The growing number of AI-media deals, then, are a shakedown. Sure, Shevelenko told me that Perplexity thinks revenue-sharing is the right thing to do. But AI is scraping publishers’ content whether they want it to or not: Media companies can be chumps or get paid. Still, the nature of these deals also suggests that publishers may have more power than it seems. Perplexity and OpenAI, for instance, are offering fairly different incentives to media partners—meaning the tech start-ups are themselves competing to win over publishers. All of these products have made basic mistakes, such as incorrectly citing sources and fabricating information. Having a searchbot ground itself in human-made “verified knowledge” might help alleviate these issues, especially for recent events the AI model wasn’t trained on. Publishers also have at least some ability to limit AI search engines’ ability to read their websites. They can also refuse to sign or renegotiate deals, or even sue AI companies for copyright infringement, as The New York Times has done. AI firms seem to have their own ways around media companies’ barricades, but that is an ongoing arms race without a clear winner.

Publishers may now have sway over AI companies that need high-quality, human-made content to either answer user queries or train future AI models, like a GPT-5 or GPT-6. Nicholas Thompson, the CEO of The Atlantic, said in an interview with the tech journalist Nilay Patel that The Atlantic’s contract with OpenAI will expire after two years, and is designed to create “more leverage when there’s another moment of negotiation.” Reddit has recently cut off search engines other than Google from crawling its site; if DuckDuckGo, Perplexity, or Bing want to show users new posts from Reddit, they will have to “make enforceable promises regarding their use of Reddit content, including their use for AI,” a Reddit spokesperson told The Verge. (Of course, Reddit has a hard-core user base and isn’t a traditional news organization—media companies are constantly vying for attention and may be less comfortable with closing off potential audiences.)

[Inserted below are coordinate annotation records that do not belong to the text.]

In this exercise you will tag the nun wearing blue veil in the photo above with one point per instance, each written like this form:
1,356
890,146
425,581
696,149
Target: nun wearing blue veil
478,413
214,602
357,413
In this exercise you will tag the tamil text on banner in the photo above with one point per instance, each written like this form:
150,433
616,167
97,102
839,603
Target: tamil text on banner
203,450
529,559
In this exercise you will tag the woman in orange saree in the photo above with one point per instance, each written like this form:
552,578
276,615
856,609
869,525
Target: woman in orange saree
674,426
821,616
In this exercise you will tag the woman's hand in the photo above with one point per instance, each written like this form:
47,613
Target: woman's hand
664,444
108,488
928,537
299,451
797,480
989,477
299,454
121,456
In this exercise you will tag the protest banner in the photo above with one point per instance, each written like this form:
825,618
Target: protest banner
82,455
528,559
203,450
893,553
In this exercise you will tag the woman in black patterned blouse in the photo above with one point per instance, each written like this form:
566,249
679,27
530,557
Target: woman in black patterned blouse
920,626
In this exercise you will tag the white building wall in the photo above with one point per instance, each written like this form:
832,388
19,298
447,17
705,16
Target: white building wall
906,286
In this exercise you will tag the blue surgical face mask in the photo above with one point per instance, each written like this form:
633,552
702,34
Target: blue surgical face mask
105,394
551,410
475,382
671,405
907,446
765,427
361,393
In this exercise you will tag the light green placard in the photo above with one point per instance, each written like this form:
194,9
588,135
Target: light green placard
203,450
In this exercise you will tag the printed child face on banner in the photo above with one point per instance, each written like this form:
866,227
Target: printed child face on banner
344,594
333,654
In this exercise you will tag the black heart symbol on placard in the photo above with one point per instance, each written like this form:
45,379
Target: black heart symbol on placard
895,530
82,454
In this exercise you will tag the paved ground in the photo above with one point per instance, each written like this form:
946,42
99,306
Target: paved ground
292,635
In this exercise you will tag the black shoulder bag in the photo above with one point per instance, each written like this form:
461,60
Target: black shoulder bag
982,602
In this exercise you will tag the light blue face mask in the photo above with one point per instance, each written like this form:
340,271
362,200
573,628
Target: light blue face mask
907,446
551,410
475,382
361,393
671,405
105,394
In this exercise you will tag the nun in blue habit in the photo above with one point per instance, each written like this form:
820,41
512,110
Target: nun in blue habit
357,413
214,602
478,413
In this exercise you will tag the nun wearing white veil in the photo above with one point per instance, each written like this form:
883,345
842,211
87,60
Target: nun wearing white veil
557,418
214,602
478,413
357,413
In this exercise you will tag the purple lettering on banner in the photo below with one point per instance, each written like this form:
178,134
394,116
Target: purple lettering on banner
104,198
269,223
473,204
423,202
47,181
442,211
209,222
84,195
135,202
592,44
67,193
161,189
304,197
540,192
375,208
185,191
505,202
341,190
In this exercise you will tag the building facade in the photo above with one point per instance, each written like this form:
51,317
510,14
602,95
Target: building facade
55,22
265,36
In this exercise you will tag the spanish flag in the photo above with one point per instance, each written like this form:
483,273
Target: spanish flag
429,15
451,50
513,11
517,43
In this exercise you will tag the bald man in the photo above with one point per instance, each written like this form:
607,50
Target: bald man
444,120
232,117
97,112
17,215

In other words, whether OpenAI, Perplexity, Google, or someone else wins the AI search war might not depend entirely on their software: Media partners are also an important part of the equation. This could possibly shift. Shevelenko told me he believes that Perplexity’s use of publishers’ content is legal under copyright law, and if he’s proved right by a judge’s ruling, then AI companies may no longer see an incentive to pay publishers. For now, that decision is up in the air, and publishers are taking advantage of a small window of opportunity. Perplexity, for its part, has been accused of plagiarizing content from publishers including Forbes and Condé Nast, which could dissuade other publishers from partnering with the start-up; Shevelenko has told Semafor that Perplexity had to persuade its initial slate of partners to overlook these allegations. The company was supposed to announce its revenue-sharing program roughly when Shevelenko spoke with me in June, but delayed the formal launch amid a wave of criticism. Now, he said, “the ball is in our court to show publishers that we are a good-faith actor taking the right, long-term moves.”

The search war is an attempt to change how people navigate the internet, the system through which the contemporary world organizes and disseminates knowledge. But the underlying terrain has not changed: Knowledge, no matter its organization, remains the sum of writing, art, and thinking from humanity, not from a bot.